Sebelum menjadi sentra kerajinan gerabah, dahulu kala, Kasongan adalah persawahan milik warga. Saat ada seekor kuda yang mati di tanah tersebut, siapa pun pemilik tanah persawahan itu tidak ada yang mau mengakui kepemilikan tanahnya.

Usut punya usut, ternyata kuda mati tadi diduga milik reserse Belanda. Memang, pada masa penjajahan Belanda, jarang ada warga pribumi yang berani membikin ulah dengan Belanda. Maka, kiranya cukup dimengerti mengapa tidak ada yang mau disalahkan atas kejadian kuda mati di sawah pribumi itu.

Penduduk di sekitar tanah persawahan tersebut merasa ketakutan jika dikenai hukuman oleh Belanda. Mereka lalu memilih bersama-sama melepaskan hak atas tanah sekitar persawahan tersebut. Baca juga desa wisata kebon agung : http://www.toconfp.org/2016/10/catatan-perjalanan-desa-wisata-kebon.html

Kabar banyaknya tanah bebas di daerah tersebut segera tersebar ke mana-mana. Penduduk luar daerah berdatangan dan mengakui tanah-tanah tak bertuan tersebut. Para pendatang baru itu lalu membuat kerajinan keramik sederhana dari tanah liat yang banyak ditemukan di persawahan.

Para pengrajin keramik itu disebut kundi (orang yang membuat hiasan rumah dan peralatan dapur). Mereka membuat mainan anak-anak dan alat-alat rumah tangga. Dulu, mereka melakukannya untuk memenuhi kebutuhan mereka sendiri alias tidak dikomersilkan. Sekarang, tradisi yang turun-temurun ini menjadi daya tarik utama Desa Wisata Kasongan. Baca juga desa wisata petingsari : http://www.toconfp.org/2016/10/catatan-perjalanan-desa-wisata.html 

Orang yang turut berjasa membantu perekonomian warga Kasongan adalah Sapto Hudoyo. Pak Sapto, seniman besar asli Jogja, itu mengajari warga untuk membuat produk gerabah bernilai jual tinggi.Hasilnya, pada tahun 1972, produk-produk gerabah Kasongan maju pesat baik secara kualitas maupun kuantitas. Perusahaan Sahid Keramik lantas tertarik mengkomersilkan gerabah Kasongan dalam skala besar di tahun 1980-an.

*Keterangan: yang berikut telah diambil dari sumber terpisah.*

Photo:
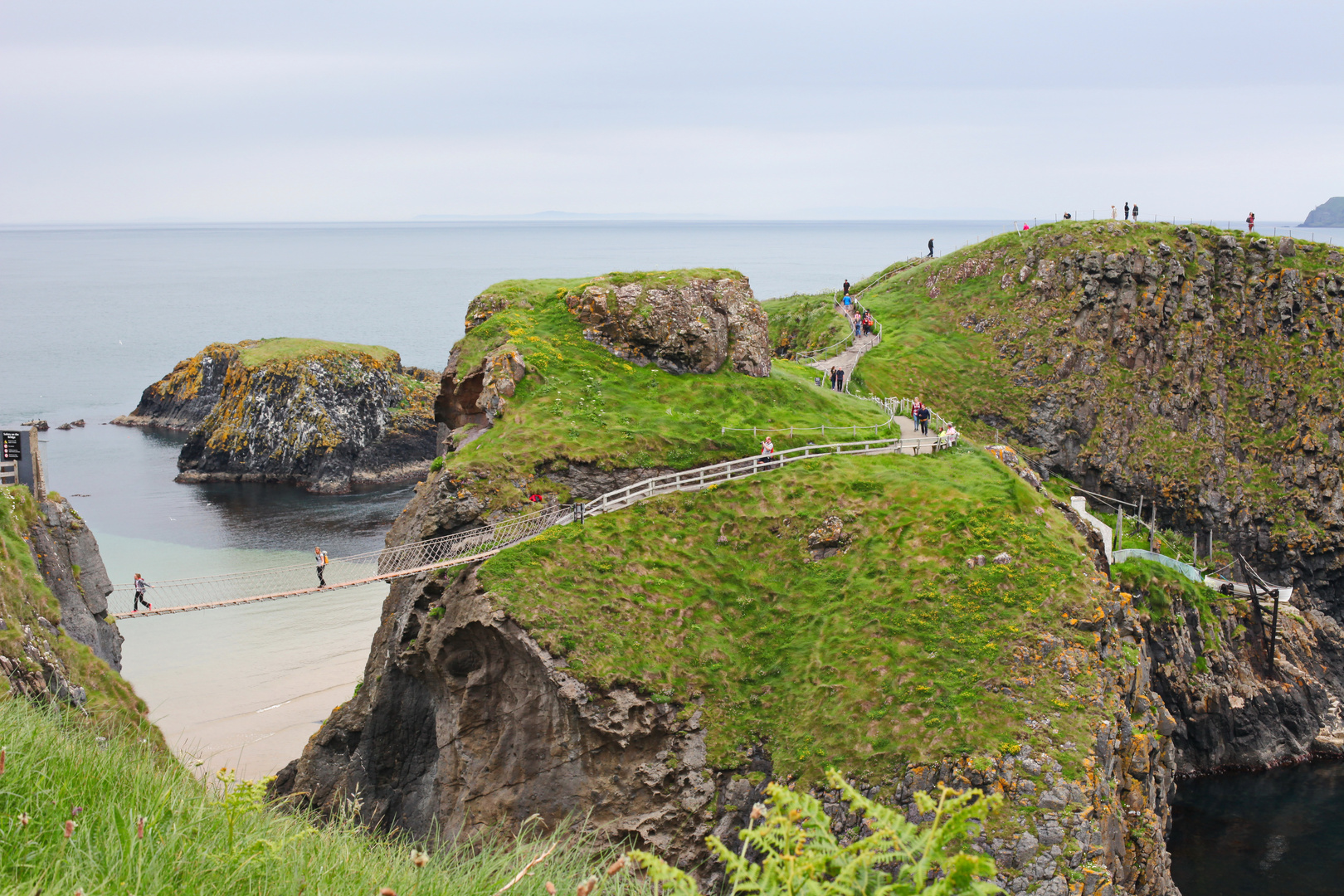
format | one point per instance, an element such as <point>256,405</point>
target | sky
<point>275,110</point>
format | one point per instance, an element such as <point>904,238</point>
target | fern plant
<point>801,857</point>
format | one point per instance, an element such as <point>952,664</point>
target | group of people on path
<point>1129,210</point>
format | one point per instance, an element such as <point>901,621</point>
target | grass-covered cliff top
<point>578,402</point>
<point>894,650</point>
<point>144,825</point>
<point>113,705</point>
<point>1210,362</point>
<point>260,353</point>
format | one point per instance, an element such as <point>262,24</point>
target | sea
<point>91,314</point>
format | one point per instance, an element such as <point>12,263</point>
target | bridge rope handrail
<point>481,542</point>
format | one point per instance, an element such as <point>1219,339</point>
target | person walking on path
<point>767,451</point>
<point>140,594</point>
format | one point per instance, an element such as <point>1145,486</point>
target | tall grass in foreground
<point>114,817</point>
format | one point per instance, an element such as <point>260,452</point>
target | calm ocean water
<point>93,316</point>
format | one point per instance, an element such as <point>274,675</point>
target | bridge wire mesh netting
<point>175,596</point>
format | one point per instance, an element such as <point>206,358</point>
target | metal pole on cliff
<point>1255,609</point>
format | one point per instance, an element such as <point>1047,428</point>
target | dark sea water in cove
<point>89,317</point>
<point>1265,832</point>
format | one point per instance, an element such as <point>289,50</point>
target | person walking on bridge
<point>140,594</point>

Dari banyaknya hiasan dan perabotan rumah tangga dari gerabah Kasongan, ada satu hiasan ikonik yaitu patung pengantin Loro Blonyo.Patung ini pertama kali dibuat di sanggar Loro Blonyo.Pengrajin sanggar milik Pak Walujo itu terinspirasi dari patung pengantin milik Keraton Jogja.Mereka lalu membuat patung serupa yang berhasil menggaet hati banyak konsumen untuk membelinya.

Kepopuleran patung Loro Blonyo juga dipengaruhi oleh mitos tentangnya. Dipercaya, patung tersebut akan mendatangkan keberuntungan bagi rumah tangga dan melanggengkan kehidupan berumah tangga orang-orang yang menaruhnya di dalam rumah. Dalam perkembangannya, patung Loro Blonyo tidak lagi melulu mengenakan pakaian adat pakem Jawa. Ada pula patung serupa dengan pakain adat Bali dan pakaian tradisional Thailand. lihat panduan wisata jogja untuk mengetahui info lainnya.


Desa Wisata Kasongan adalah tempat yang cocok untuk para wisatawan yang haus akan sisi lain budaya Jawa. Di sini, mereka bisa melihat cara pengerjaan kerajinan gerabah dan membeli langsung gerabah tersebut dari pengrajinnya.